Sunday, January 15, 2012

Developing Leaders is ‘Job One,’ Dempsey Tells ROTC Cadets

By Cheryl Pellerin
American Forces Press Service

DURHAM, N.C.  – Service equities, the U.S. relationship with Iran and Pakistan, and the future of women in combat topped the questions put to the chairman of the Joint Chiefs of Staff at a town hall meeting here yesterday with ROTC cadets.

Army Gen. Martin E. Dempsey spoke to 400 tri-service cadets from Duke University, the University of North Carolina-Chapel Hill, North Carolina State University, North Carolina Central University, St. Augustine College and Meredith College.

ROTC is a college-based officer-commissioning program that focuses on military leadership development, problem solving, strategic planning and professional ethics.

“Think about leader development as job No. 1 and you’re off to a good start,” the chairman told his audience.

Faced with a dynamic between the two world wars that is similar to the Pentagon’s transitional situation today, Army Gen. George C. Marshall invested most heavily in leader development, Dempsey said.

“He knew that if he had the right leaders, once things clarified he’d call upon them to get it right, and that’s what we’ve got to do,” he added. “It’s about leader development. That’s the biggest lesson we’ve learned.”

The chairman stood alone on the stage.
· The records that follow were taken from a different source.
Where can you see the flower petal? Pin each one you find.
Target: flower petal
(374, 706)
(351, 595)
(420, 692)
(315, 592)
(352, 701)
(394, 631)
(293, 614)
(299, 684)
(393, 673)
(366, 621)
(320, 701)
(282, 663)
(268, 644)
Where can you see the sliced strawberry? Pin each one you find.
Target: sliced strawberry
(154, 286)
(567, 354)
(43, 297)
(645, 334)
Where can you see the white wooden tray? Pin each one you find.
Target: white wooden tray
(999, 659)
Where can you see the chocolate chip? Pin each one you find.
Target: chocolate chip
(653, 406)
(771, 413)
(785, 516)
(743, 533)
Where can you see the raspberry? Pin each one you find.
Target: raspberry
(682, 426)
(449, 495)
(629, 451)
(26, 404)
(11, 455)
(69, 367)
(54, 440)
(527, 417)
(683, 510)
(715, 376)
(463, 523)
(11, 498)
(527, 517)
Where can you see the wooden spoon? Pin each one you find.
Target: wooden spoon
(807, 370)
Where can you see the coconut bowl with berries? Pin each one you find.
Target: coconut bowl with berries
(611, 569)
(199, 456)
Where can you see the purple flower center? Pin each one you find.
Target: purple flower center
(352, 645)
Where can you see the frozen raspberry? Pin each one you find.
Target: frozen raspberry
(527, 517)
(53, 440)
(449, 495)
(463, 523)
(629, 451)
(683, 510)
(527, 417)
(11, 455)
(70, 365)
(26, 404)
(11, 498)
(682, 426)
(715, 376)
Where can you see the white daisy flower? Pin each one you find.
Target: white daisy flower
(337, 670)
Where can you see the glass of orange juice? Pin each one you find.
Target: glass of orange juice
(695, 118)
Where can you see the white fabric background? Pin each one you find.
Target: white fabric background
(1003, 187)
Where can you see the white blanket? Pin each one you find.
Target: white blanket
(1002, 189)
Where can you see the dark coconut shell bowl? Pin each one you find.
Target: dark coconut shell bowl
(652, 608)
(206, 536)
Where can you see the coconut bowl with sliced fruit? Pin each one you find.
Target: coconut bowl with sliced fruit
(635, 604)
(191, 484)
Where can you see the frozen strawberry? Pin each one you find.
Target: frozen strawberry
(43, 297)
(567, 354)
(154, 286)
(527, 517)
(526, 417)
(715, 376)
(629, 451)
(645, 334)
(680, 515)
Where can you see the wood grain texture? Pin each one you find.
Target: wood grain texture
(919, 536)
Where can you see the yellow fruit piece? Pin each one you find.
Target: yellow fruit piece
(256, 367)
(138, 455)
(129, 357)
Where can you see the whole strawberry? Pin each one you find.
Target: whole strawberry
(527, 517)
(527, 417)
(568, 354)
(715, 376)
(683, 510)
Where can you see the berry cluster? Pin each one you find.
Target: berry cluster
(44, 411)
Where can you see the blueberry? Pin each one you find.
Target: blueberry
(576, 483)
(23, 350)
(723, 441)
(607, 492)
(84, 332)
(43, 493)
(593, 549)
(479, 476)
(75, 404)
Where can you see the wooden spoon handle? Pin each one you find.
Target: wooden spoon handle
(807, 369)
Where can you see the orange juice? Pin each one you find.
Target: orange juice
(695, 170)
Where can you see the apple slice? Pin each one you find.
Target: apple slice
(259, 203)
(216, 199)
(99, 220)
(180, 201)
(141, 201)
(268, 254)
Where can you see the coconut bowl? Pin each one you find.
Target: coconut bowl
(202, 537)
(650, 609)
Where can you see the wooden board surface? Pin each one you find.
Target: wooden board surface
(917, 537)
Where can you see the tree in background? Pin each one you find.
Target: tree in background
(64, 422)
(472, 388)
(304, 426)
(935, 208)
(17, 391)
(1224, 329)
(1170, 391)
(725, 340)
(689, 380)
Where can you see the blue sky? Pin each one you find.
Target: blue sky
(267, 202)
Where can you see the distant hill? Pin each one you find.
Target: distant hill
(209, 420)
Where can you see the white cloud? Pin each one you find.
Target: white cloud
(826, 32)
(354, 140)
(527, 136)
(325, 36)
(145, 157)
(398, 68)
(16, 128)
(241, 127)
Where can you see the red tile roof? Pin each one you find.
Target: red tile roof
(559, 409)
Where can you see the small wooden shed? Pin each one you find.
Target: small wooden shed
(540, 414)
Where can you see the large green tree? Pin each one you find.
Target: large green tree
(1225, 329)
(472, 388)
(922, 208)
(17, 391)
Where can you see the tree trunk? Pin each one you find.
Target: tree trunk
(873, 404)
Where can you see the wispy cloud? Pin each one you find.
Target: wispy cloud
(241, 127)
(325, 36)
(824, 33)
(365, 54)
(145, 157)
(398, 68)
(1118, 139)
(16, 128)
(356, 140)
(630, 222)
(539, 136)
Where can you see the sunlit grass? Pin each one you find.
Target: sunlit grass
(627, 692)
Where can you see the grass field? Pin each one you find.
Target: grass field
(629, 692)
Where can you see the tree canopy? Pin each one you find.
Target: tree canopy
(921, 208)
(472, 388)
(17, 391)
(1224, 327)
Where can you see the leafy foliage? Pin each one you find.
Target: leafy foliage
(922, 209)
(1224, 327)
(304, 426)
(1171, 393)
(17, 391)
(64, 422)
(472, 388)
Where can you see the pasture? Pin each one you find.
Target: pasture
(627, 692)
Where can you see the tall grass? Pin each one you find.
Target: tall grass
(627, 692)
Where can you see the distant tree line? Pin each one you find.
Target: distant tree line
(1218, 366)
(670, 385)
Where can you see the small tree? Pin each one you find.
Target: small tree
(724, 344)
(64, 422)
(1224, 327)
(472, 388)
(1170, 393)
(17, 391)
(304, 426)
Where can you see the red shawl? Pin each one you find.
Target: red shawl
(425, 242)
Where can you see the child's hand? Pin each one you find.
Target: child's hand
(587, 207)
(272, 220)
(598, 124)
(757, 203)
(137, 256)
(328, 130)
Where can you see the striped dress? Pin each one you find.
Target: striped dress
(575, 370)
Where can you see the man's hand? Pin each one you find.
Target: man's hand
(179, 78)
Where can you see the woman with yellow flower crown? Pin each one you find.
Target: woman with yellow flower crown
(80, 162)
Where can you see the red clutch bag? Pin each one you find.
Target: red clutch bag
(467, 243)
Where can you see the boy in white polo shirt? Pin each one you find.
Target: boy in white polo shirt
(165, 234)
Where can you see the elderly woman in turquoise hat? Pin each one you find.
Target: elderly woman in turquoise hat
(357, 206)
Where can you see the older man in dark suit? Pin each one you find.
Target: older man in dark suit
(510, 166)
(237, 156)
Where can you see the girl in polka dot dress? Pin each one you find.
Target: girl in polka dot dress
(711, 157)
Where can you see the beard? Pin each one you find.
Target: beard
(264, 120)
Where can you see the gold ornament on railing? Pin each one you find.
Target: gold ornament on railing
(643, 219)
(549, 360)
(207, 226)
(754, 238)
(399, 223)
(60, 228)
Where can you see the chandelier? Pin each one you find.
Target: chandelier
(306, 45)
He made the cadets laugh, told them stories and showed them a fast-moving music video of warfighters at work that boomed with the heavy-metal song “Indestructible” by the Chicago band Disturbed.

He reassured them that they had not missed their chance to test themselves on the fields of battle.

“You can see Iraq and Afghanistan stabilizing a bit as you sit there wondering what it means for you,” Dempsey said. “[But] your country, I would suggest, needs you more than ever now to get us through [this] period of transition.”

One cadet asked about complaints that Marines in Iraq and Afghanistan had been doing the same jobs as soldiers. Marine Corps Commandant Gen. James F. Amos has a “great vision” for a lighter, more austere Marine Corps that fundamentally establishes expeditionary capability as its core competency, the chairman said.

The Army lays claim to being both expeditionary and of campaign quality -- meaning they go and stay until the mission is over, Dempsey said. “And I think the distinction is important,” he added, “because here’s the truth: as joint forces, we really can’t do without each other.”

The individual service cultures are a great strength of the joint force, just as diversity is a great strength of the nation, he said. But enemies over the past decade have decentralized, syndicated to work together, networked to improve communication, and gone global, the general noted.

“To defeat a network we have to be a network, so one of the things we’re talking about in our emerging defense strategy is the next document that will be published, which is the Capstone Concept for Joint Operations,” the chairman said.

The title, he added, may refer to a global networked approach to warfare because even the conventional force has adapted. “It’s decentralized, it’s networked, and it’s syndicated with a lot of different partners,” he said.

If the Defense Department accepts the challenge to take a global networked approach between now and 2020, Dempsey said, “I think you’ll see each of the services change its organizing principles and … operating concepts to become networked.”

“I think the nation will be well served by that,” he added, “and we can be a little smaller and pull it off.”

In response to a question about the U.S. relationship with Iran, the chairman acknowledged it’s a difficult problem. “We haven’t yet fully grasped the complexity of the issues, … and that’s where I’m spending most of my time,” he said.

On U.S. dealings with Pakistan, Dempsey said his close personal relationship with that nation’s army chief, Gen. Ashfaq Parvez Kayani, is helping to get the two nations’ militaries through recent rocky relations brought on in part by the tragic deaths of 24 Pakistani soldiers during a November NATO air attack.

Dempsey and Kayani, who once were classmates at the U.S. Army Command and General Staff College at Fort Leavenworth, Kan., spoke earlier this week about a U.S. Central Command report on the investigation of the attack.

“When things are most heated in the relationship,” the chairman said, “we have the ability to engage each other on the basis of a personal relationship.”

Another cadet asked about the status of a change in the rules that keep women from serving in combat. Removing such restrictions is a two-step process, Dempsey said.

“I’ll use the Army as an example,” Dempsey said. “If you are a military intelligence analyst, there are some restrictions about where you can serve in the battlefield. For example, you can’t be on a military training team.

“That is completely ludicrous,” he continued, “because that’s not the kind of battlefield on which we operate. It’s not linear; it is circular -- 360 [degrees]. We’re going to knock that out of the way, so if you’re a female soldier, sailor, airman or Marine, you serve where you’re needed.”

The second step is the more challenging one, he added, not just because of military rules but because the issue has attracted congressional interest. It involves lifting a ban on women serving in direct ground combat units -- tanks, artillery and infantry.

“I personally believe that on my watch … I think that will begin to change. … It’ll change on your watch, for sure, if it doesn’t change on mine,” the chairman told the cadets. “And I think we’ll be better for it.”